The KDD Conference gathers top notch experts in data mining and data-driven analytics to advance sciences and technologies. This topic is important to KDD as it is addressing a fundamental issue on how to conduct science given the increasing challenges of information overload. Recent breakthroughs in artificial intelligence and machine learning have demonstrated the promising potential of machine intelligence, especially the combination of machine and human intelligence, which can lead to a paradigm shift in how humans and machines conduct science in the near future. This workshop aims to explore this timely topic with the audience from KDD because the Web has become the essential infrastructure to acquire, disseminate, and create data, information, and knowledge. It has also become the unique locations of many informal intuitions (e.g., patient experiences), which can productively constrain existing models. KDD has a broad audience from both the technical and the social side of science. To better understand this topic, it is critical to explore a wide range of perspectives. In this way, KDD represents an ideal forum for this workshop.

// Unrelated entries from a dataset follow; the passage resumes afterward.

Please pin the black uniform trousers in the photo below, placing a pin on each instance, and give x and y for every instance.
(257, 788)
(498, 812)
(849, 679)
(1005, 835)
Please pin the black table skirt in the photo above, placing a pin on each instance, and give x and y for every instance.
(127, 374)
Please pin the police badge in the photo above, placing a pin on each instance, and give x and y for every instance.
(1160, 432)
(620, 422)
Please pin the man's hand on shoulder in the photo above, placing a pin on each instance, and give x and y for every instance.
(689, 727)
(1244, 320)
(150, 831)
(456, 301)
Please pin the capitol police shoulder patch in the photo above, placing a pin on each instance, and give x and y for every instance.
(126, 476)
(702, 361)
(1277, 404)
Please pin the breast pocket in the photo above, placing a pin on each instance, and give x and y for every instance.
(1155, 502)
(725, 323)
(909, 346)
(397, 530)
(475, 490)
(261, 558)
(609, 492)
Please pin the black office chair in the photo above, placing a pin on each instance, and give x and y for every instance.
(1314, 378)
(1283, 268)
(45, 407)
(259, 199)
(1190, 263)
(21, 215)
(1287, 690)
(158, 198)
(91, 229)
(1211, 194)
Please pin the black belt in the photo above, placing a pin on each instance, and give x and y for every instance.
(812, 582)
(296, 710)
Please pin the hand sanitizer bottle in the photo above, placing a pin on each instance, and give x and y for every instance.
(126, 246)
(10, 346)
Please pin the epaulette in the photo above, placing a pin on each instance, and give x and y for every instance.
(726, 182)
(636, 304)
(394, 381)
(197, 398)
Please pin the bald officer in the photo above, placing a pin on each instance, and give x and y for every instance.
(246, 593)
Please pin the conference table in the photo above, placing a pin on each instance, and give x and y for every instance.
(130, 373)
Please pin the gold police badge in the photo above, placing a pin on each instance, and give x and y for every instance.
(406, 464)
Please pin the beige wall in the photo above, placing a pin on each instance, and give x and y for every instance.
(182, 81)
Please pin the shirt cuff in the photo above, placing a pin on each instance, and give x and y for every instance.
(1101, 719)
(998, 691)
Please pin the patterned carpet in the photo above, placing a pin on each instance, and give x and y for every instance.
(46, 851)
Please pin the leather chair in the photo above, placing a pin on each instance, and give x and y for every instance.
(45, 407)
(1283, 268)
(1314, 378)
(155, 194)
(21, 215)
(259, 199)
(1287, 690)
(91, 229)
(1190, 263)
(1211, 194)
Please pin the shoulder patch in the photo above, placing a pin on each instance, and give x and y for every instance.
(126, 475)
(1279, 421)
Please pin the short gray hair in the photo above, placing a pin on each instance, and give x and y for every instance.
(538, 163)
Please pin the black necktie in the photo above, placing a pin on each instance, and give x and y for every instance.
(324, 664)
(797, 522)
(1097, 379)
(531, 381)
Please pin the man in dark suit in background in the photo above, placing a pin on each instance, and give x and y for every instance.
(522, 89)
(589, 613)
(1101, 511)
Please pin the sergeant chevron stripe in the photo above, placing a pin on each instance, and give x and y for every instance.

Douglas, B. K. (2006). Metaolomics, modeling and machine learning in systems biology: Towards an understanding of the languages of cells. FEBS Journal, 273(5), 873-894.
Kostoff, R.N. (2012). Literature-related discovery and innovation—update. Technological Forecasting & Social Change, 79 (4), 789–800.
Schulz, K. (2011). What is Distance Reading. New York Times, Jan 24, 2011.
Swanson, D.R. (1986). Fish oil, Raynaud's syndrome and undiscovered public knowledge. Perspect Biol. Med, 30(1), 7–18.
Upbin, B. (2013). IBM’s Watson gets its first piece of business in healthcare.